At the G20 Summit at the end of October, the EU and the US announced a “carbon-based” agreement on steel and aluminium that aims, inter alia, to reduce carbon intensity across modes of production in these industries. In spite of the controversial managed-trade approach, such a proposition highlights the possibilities of intersectoral and product-based approaches and the case of preferential market access for climate-preferable goods.
Finally, constructive cooperation to generate a race to the top — rather than tensions through the unilateral imposition of measures — requires a conducive architecture. Carbon pricing is climate policy, not trade policy. We have a lousy record of assigning non-trade agendas to trade policy fora like the WTO. Ideally, both the intergovernmental machinery and the institutions working in problem-solving should not do so separately. For instance, nations under the UNFCCC should convene their ministers responsible for climate, together with those of finance and trade, in regular sessions to jointly address these matters of policy intersection.

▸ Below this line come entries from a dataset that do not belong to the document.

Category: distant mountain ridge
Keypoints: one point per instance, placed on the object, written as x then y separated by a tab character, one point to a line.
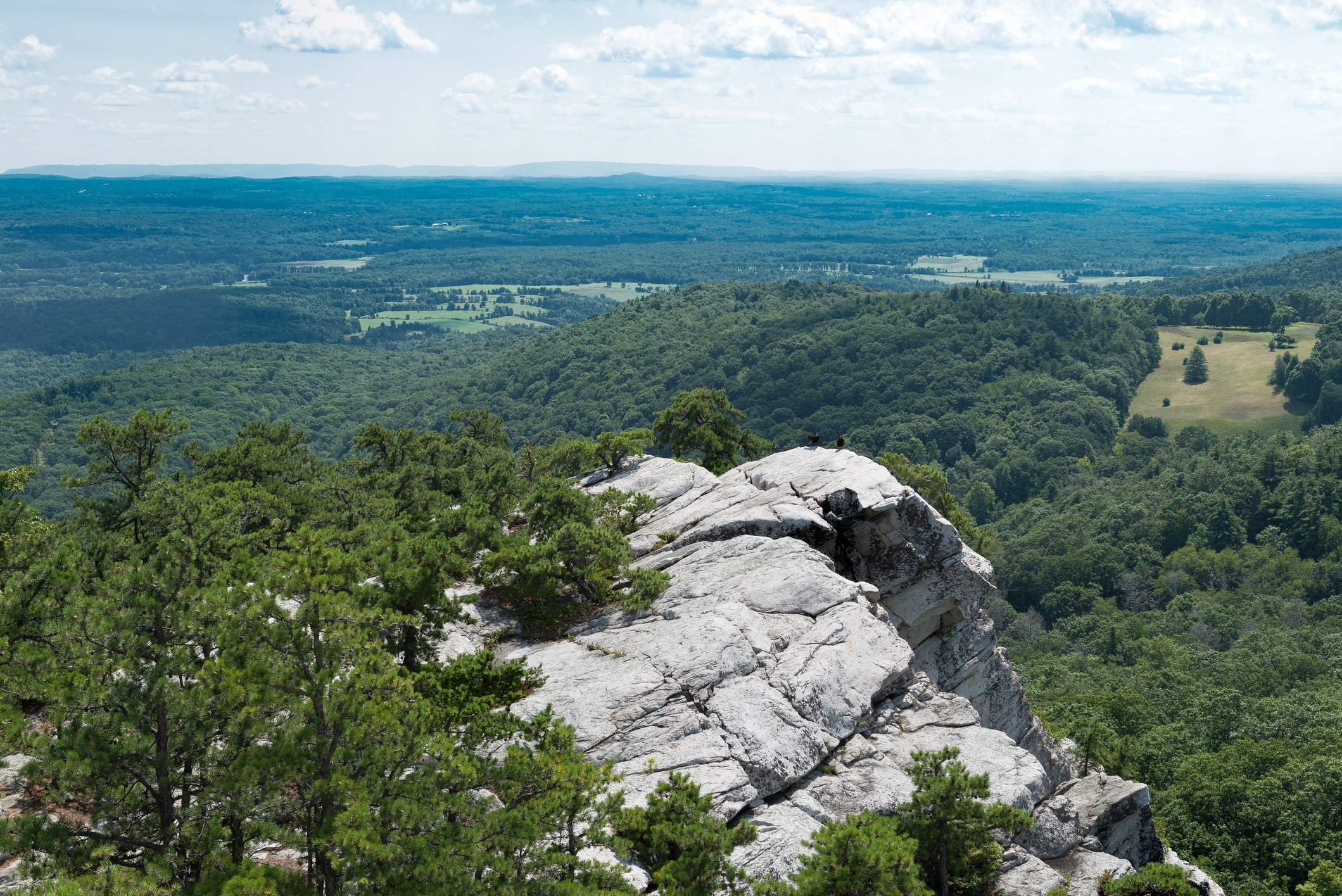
615	169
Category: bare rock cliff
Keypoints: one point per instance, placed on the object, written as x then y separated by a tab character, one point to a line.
823	622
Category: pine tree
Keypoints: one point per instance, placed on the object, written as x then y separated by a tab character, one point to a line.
1194	369
953	828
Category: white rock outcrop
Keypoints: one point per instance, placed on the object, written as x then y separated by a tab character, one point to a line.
823	622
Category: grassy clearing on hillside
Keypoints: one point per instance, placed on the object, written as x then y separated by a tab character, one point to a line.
966	268
458	321
617	291
1236	398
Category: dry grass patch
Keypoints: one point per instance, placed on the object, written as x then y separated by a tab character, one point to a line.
1236	389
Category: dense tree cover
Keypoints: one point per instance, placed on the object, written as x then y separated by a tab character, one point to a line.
58	232
1007	388
167	320
1175	608
1320	271
244	656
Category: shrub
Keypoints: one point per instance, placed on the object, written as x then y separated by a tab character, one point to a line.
1155	879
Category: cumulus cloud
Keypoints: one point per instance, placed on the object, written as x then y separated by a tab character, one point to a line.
187	78
1224	74
30	53
791	31
1091	87
266	104
470	8
898	69
324	26
234	65
1310	14
121	98
108	75
550	78
467	93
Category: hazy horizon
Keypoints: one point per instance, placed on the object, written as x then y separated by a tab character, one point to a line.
1043	86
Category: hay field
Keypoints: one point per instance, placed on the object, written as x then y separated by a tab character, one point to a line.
1236	398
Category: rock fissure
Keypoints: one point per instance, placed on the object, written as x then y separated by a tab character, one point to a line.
796	695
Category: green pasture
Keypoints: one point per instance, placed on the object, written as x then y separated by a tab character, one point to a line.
1236	398
964	268
617	291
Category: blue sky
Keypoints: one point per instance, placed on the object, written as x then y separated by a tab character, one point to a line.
1097	85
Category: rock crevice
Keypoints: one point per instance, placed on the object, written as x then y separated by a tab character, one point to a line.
823	622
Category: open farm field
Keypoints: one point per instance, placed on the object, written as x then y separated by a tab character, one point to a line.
614	290
960	268
1236	398
349	265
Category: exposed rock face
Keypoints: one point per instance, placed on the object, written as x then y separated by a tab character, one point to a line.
823	622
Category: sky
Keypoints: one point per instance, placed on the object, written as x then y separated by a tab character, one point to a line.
978	85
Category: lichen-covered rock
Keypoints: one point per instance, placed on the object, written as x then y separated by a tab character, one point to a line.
662	478
769	576
1015	776
1118	813
1056	830
821	624
1084	868
773	743
856	778
775	854
837	671
695	652
634	874
1024	875
725	512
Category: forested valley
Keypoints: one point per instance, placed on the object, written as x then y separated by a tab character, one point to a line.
1170	597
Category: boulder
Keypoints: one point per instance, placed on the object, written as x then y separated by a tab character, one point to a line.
837	671
725	512
856	778
775	854
773	743
695	652
1084	868
1015	776
1024	875
634	874
1056	830
1118	813
769	576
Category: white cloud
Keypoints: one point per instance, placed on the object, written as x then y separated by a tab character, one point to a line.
108	75
470	8
1091	87
324	26
932	115
1310	14
121	98
266	104
30	53
552	78
186	78
234	65
1225	74
899	69
467	92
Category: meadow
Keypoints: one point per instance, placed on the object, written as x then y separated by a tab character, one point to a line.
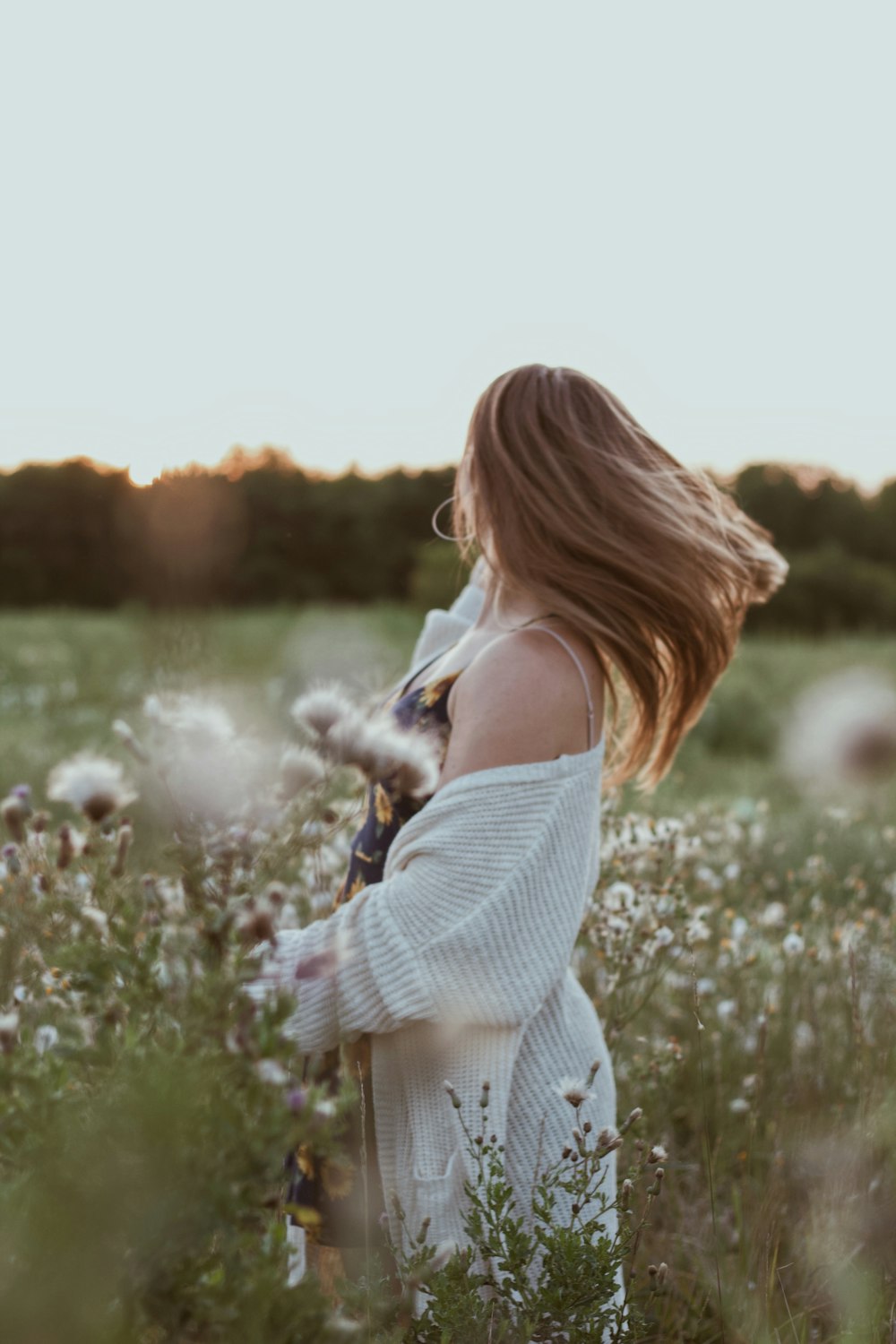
739	949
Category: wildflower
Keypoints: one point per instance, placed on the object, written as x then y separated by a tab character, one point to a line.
129	739
90	782
406	760
573	1090
322	707
296	1099
774	916
842	730
255	924
209	769
271	1072
697	930
96	917
15	811
11	859
300	769
45	1038
125	836
8	1031
621	895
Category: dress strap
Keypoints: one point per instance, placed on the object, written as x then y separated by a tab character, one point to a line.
578	663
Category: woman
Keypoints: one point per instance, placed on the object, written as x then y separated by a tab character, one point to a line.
454	962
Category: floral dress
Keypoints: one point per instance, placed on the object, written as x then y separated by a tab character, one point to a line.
328	1193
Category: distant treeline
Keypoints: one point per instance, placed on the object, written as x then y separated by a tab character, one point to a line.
261	530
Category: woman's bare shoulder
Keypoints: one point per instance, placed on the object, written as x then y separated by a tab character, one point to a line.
520	699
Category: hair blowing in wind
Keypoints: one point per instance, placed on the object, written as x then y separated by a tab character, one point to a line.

The climate crisis is exceptional. Any approach that eschews cooperation amounts to shooting from the hip. The narrow window of opportunity before us requires all hands on deck for ideation of solutions. As I see it, based on three decades of policy observations, the EC’s CBAM is a call for the EU and all nations and stakeholders to act decisively on carbon pricing.
[1] This piece adopts the use of the term “border carbon adjustment” (BCA) when referring to the generic policy tool and “carbon border carbon adjustment” (CBAM) when alluding to the scheme proposed by the European Commission in 2021.
[2] World Bank’s Carbon Pricing Dashboard (accessed 26 Oct 2021).